# Frogs & Toads > Tomato Frogs, Painted Frogs & Microhylids >  Should I Get my Tomato Frog a Friend?

## Kaiju

Are tomato frogs happier alone or in pairs?

----------


## Kaiju

Any info out there?

----------


## rice

I'm a fan of keeping animals in pairs (if the species permits) just so they have some interaction with there own kind. Just a little more research and scan through youtube to gather some data.

----------

Snappi13

----------


## Kaiju

What's a good place to get a buddy?

----------


## k5MOW

I also agree with keeping them in pairs when the species permits. 

Roger

----------


## Kaiju

Hopefully the show I go to in November well have them again this year. I wouldn't know another trusted seller.  :Frown:

----------


## Msweet

I know this is a 4 year old thread, but no one has mentioned how important pairing Tomatos of similar soze is. If one frog is significantly larger than the other, it may eat it. Tomatos are best when brought up together, as they will be the same size until the males stop growing. Full grown males are too large for fullgrown females to eat, but a juvenile may look like a snack.

----------


## Msweet

If their happier or not Im not quite sure, but living alone should not stress a tomato out to the point where the animals health is risked.

----------


## Kaiju

> I know this is a 4 year old thread, but no one has mentioned how important pairing Tomatos of similar soze is.
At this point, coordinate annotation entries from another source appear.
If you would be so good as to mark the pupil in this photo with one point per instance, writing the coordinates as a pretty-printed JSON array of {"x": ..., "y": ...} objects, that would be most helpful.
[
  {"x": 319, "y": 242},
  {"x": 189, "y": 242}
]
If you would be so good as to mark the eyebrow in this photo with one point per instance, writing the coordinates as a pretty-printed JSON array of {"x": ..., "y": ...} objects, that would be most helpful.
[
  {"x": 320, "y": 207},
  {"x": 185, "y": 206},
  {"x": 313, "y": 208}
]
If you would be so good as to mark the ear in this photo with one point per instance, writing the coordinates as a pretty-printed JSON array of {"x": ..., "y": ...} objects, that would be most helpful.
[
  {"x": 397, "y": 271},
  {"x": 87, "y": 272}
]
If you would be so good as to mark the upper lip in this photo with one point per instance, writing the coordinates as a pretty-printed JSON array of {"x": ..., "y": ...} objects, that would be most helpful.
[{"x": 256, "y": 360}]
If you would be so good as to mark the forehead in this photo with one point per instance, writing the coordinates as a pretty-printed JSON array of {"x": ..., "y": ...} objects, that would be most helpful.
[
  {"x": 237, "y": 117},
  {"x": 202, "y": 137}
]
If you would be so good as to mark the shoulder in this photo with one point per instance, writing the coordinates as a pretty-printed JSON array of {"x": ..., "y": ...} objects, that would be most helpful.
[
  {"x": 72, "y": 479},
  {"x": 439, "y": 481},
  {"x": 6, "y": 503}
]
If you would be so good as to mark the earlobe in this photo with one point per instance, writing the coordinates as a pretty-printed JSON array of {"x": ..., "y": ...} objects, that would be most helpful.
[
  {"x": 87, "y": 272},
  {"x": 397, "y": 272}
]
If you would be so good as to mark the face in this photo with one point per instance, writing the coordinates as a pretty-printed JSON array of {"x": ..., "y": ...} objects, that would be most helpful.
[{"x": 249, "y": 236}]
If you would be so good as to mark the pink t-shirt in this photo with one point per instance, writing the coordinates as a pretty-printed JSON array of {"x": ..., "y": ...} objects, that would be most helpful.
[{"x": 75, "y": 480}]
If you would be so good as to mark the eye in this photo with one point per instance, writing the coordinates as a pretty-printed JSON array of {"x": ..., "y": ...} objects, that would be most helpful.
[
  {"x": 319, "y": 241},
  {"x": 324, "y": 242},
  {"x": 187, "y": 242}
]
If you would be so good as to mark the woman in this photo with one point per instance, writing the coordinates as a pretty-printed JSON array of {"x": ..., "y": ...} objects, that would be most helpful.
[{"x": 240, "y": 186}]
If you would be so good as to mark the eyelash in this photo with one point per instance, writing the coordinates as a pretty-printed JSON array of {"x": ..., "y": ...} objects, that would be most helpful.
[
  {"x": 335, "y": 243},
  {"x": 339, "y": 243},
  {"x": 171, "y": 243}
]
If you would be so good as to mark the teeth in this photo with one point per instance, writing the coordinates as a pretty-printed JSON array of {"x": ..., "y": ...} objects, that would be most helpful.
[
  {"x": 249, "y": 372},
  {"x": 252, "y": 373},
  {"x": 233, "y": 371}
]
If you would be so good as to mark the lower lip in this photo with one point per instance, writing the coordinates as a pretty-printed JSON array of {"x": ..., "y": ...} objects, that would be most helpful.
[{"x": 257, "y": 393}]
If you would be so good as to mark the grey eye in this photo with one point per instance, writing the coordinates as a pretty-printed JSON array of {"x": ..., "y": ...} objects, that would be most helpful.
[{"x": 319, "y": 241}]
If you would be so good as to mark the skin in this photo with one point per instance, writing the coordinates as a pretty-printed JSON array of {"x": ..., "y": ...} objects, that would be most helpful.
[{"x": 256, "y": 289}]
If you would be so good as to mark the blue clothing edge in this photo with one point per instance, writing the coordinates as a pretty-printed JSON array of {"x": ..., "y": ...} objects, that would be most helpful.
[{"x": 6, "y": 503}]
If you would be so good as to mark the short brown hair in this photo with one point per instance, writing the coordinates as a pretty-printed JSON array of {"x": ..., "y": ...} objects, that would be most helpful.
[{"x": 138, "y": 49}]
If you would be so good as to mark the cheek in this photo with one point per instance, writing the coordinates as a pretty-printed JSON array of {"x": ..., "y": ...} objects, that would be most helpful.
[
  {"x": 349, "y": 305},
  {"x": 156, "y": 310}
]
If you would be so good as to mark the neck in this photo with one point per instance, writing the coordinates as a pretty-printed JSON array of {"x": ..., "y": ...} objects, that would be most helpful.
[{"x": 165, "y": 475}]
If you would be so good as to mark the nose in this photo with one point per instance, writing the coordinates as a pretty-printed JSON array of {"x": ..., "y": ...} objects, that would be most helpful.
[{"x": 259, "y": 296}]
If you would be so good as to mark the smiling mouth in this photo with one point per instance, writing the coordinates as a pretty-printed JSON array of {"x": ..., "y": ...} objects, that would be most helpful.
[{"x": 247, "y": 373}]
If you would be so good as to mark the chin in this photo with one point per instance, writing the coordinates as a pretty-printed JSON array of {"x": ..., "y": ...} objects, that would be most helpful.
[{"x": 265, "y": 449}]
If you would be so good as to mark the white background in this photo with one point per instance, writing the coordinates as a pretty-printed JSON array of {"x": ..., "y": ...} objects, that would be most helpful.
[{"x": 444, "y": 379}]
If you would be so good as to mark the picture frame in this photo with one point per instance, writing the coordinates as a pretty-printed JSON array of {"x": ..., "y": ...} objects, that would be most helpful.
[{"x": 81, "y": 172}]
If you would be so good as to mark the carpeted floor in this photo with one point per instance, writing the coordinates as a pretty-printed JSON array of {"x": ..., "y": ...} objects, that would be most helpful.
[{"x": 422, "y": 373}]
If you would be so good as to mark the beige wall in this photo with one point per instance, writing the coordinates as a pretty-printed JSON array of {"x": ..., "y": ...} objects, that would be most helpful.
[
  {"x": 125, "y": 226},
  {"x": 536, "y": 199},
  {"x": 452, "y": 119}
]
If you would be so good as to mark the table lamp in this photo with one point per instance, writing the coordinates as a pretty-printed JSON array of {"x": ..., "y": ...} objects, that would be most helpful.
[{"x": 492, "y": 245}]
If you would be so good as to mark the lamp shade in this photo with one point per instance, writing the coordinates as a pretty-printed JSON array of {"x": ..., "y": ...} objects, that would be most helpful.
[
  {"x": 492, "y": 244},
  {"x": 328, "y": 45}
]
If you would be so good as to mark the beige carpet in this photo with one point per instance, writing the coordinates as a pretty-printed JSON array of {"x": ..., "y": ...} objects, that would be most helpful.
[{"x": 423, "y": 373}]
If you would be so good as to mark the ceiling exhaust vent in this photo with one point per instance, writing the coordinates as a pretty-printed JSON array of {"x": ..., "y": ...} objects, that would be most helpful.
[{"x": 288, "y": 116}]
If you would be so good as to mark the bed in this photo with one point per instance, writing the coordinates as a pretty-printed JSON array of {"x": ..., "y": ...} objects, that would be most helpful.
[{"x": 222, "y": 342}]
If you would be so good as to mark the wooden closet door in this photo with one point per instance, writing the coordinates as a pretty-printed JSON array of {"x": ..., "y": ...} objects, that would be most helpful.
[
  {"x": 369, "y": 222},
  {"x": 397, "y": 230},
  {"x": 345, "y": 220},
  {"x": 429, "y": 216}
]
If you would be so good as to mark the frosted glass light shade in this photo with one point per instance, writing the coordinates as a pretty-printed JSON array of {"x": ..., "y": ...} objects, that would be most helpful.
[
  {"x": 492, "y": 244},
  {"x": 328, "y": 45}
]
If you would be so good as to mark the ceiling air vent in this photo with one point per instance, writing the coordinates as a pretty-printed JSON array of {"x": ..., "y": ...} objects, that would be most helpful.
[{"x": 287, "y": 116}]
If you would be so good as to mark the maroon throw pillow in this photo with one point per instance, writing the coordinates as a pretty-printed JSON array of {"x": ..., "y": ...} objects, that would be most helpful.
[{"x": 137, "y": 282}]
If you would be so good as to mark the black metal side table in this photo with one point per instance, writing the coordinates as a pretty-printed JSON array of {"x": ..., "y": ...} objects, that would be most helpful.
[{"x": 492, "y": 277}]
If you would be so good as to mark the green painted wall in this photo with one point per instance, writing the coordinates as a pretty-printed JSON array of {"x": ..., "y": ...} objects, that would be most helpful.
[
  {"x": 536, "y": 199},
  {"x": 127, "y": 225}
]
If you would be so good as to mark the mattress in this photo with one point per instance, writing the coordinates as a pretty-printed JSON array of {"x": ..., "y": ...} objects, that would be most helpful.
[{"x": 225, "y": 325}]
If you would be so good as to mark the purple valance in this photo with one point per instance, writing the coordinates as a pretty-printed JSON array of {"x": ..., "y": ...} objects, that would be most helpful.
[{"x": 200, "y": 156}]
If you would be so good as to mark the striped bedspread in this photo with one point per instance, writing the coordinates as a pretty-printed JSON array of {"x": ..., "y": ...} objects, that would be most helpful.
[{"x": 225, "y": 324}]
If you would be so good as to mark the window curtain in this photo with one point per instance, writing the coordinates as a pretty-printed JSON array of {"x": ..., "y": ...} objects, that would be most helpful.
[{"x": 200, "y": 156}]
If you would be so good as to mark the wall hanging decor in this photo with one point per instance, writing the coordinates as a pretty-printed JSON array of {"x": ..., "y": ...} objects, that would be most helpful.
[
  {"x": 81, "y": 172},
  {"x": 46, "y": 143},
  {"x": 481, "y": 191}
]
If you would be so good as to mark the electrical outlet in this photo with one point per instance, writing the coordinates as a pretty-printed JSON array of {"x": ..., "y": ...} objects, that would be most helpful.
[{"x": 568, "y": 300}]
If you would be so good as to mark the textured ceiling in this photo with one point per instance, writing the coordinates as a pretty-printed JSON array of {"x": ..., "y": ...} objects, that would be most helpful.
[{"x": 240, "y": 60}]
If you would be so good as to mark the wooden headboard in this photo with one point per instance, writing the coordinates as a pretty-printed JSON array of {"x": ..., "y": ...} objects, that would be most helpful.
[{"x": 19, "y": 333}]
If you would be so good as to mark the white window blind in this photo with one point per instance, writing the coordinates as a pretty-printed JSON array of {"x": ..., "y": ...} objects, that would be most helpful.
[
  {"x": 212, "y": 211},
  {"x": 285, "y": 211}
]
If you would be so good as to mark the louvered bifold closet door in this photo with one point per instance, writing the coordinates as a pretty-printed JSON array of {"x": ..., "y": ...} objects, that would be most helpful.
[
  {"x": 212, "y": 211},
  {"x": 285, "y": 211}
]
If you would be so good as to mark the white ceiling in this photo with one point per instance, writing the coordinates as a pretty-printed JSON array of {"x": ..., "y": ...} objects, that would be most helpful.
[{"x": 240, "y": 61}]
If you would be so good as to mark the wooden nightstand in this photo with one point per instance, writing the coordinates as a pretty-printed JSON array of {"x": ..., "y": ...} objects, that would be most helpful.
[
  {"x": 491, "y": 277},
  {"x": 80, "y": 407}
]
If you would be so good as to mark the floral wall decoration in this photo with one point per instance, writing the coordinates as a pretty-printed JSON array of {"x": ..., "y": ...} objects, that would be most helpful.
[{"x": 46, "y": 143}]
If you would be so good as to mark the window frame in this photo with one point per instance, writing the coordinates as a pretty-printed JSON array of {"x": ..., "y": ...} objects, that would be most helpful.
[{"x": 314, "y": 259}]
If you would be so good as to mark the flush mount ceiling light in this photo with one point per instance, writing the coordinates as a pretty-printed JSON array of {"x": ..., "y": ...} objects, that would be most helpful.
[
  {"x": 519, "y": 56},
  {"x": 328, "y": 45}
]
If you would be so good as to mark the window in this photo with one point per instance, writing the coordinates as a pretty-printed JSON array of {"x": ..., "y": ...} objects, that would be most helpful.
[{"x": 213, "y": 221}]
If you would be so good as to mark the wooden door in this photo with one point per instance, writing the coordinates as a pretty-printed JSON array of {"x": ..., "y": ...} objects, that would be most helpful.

If one frog is significantly larger than the other, it may eat it. Tomatos are best when brought up together, as they will be the same size until the males stop growing. Full grown males are too large for fullgrown females to eat, but a juvenile may look like a snack.



I'm actually aok with your mentioning this, even on my old thread! It's information I'm privy to, but since others can find this thread in a search via Google, it's good to mention.  :Smile:

----------